Asynchronous data propagation is the normal configuration for advanced replication environments. However, Oracle also supports synchronous data propagation for applications with special requirements. Synchronous data propagation occurs when an application updates a local replica of a table, and within the same transaction also updates all other replicas of the same table. Consequently, synchronous data replication is also called real-time data replication. Use synchronous replication only when applications require that replicated sites remain continuously synchronized.
Note: A replication system that uses real-time propagation of replication data is highly dependent on system and network availability because it can function only when all sites in the system are concurrently available.
As Figure 1-12 shows, Oracle uses the same system of internal database triggers to generate RPCs that replicate data-level changes to other replication sites to support synchronous, row-level data replication. However, Oracle does not defer the execution of such RPCs. Instead, data replication RPCs execute within the boundary of the same transaction that modifies the local replica. Consequently, a data-level change must be possible at all sites that manage a replicated table or else a transaction rollback occurs.
You can choose to create a replicated environment in which some sites propagate changes synchronously while others use asynchronous propagation (deferred transactions).

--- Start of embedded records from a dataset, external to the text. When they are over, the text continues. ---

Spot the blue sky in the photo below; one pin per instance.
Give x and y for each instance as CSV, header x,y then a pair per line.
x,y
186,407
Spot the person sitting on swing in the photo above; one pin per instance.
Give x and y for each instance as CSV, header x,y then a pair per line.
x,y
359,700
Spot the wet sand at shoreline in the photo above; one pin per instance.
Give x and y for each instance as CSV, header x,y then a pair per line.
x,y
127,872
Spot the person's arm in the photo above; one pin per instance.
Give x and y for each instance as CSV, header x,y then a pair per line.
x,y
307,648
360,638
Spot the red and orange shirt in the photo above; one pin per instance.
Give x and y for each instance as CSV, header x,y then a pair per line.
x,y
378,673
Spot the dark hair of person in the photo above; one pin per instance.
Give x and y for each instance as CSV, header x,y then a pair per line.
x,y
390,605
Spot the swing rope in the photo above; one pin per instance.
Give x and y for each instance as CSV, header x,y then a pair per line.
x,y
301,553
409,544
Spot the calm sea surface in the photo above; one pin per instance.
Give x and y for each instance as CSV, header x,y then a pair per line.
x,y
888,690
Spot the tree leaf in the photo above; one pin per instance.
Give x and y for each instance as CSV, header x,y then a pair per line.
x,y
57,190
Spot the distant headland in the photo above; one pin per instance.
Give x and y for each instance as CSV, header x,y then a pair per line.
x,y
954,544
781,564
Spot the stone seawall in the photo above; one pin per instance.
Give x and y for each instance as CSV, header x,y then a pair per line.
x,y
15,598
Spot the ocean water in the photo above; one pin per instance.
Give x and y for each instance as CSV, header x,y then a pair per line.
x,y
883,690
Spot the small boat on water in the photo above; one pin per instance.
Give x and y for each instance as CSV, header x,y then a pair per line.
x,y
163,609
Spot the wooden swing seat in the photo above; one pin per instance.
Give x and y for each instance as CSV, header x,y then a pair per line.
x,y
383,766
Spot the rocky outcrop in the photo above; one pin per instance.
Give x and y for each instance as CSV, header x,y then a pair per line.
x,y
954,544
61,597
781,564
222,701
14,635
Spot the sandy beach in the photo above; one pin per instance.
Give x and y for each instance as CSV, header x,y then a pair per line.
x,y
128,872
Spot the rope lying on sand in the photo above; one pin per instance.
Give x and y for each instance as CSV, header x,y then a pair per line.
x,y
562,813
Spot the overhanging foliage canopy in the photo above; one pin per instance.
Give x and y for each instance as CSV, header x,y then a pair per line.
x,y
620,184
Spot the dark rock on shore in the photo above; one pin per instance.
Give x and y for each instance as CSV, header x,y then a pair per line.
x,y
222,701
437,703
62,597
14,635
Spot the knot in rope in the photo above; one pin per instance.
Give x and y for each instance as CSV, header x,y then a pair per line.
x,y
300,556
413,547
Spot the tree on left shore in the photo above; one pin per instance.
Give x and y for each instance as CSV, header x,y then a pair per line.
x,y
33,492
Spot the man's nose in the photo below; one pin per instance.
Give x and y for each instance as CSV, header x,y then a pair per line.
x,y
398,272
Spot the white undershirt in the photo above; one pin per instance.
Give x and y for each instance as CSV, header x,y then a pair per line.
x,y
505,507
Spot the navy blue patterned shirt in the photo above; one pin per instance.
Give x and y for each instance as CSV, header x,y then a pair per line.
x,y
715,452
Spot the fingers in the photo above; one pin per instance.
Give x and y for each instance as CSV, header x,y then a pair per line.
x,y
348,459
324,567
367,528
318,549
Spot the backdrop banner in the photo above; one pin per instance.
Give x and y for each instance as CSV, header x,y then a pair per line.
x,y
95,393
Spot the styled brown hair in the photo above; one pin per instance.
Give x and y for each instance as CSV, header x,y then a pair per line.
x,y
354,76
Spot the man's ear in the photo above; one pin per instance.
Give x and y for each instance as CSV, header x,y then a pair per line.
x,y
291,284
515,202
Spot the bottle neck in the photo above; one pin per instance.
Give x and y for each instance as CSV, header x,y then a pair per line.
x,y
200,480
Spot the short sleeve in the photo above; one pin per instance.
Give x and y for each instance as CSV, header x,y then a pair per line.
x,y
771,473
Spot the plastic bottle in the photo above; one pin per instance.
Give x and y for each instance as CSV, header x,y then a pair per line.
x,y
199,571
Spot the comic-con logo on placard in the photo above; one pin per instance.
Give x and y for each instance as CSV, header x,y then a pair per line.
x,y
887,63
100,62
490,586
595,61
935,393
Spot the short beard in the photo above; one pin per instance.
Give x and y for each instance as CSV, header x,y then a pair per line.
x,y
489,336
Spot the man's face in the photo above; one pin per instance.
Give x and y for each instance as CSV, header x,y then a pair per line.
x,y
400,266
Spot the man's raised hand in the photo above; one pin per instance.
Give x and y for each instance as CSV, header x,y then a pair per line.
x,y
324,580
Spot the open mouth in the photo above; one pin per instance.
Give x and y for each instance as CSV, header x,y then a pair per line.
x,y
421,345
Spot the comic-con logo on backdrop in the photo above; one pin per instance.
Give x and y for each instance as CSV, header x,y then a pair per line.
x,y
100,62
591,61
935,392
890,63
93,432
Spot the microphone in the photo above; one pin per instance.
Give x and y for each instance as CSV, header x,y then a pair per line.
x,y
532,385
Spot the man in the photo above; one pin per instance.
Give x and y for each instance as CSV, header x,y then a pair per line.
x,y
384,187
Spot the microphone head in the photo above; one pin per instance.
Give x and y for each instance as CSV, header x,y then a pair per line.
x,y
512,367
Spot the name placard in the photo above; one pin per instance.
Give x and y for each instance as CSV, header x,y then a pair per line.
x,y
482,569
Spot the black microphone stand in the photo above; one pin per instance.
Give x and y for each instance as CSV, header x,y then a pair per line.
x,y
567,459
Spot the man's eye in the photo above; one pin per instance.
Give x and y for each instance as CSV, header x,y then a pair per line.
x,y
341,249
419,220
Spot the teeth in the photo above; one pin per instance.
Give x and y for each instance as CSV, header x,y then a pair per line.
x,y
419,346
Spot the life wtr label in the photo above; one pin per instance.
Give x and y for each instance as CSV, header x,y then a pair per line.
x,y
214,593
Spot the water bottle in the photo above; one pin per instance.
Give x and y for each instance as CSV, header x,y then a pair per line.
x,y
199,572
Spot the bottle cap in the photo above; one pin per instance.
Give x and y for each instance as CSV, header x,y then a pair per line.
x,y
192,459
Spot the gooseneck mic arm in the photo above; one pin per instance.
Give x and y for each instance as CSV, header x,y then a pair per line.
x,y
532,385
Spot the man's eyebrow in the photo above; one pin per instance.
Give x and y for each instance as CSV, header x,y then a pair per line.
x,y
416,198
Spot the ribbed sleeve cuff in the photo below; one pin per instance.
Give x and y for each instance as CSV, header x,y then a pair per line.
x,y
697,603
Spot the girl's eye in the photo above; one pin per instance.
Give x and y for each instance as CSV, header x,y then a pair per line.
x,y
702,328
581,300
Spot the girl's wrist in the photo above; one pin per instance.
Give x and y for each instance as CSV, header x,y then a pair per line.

When a shared ownership system replicates all changes synchronously (real-time replication), replication conflicts are not possible. With real-time replication, applications use distributed transactions to update all replicas of a table at the same time. As is the case in nondistributed database environments, Oracle automatically locks rows on behalf of each distributed transaction to prevent all types of destructive interference among transactions. While a real-time replication system can prevent replication conflicts, this type of system is highly dependent on system and network availability because it can function only when all sites in the system are available.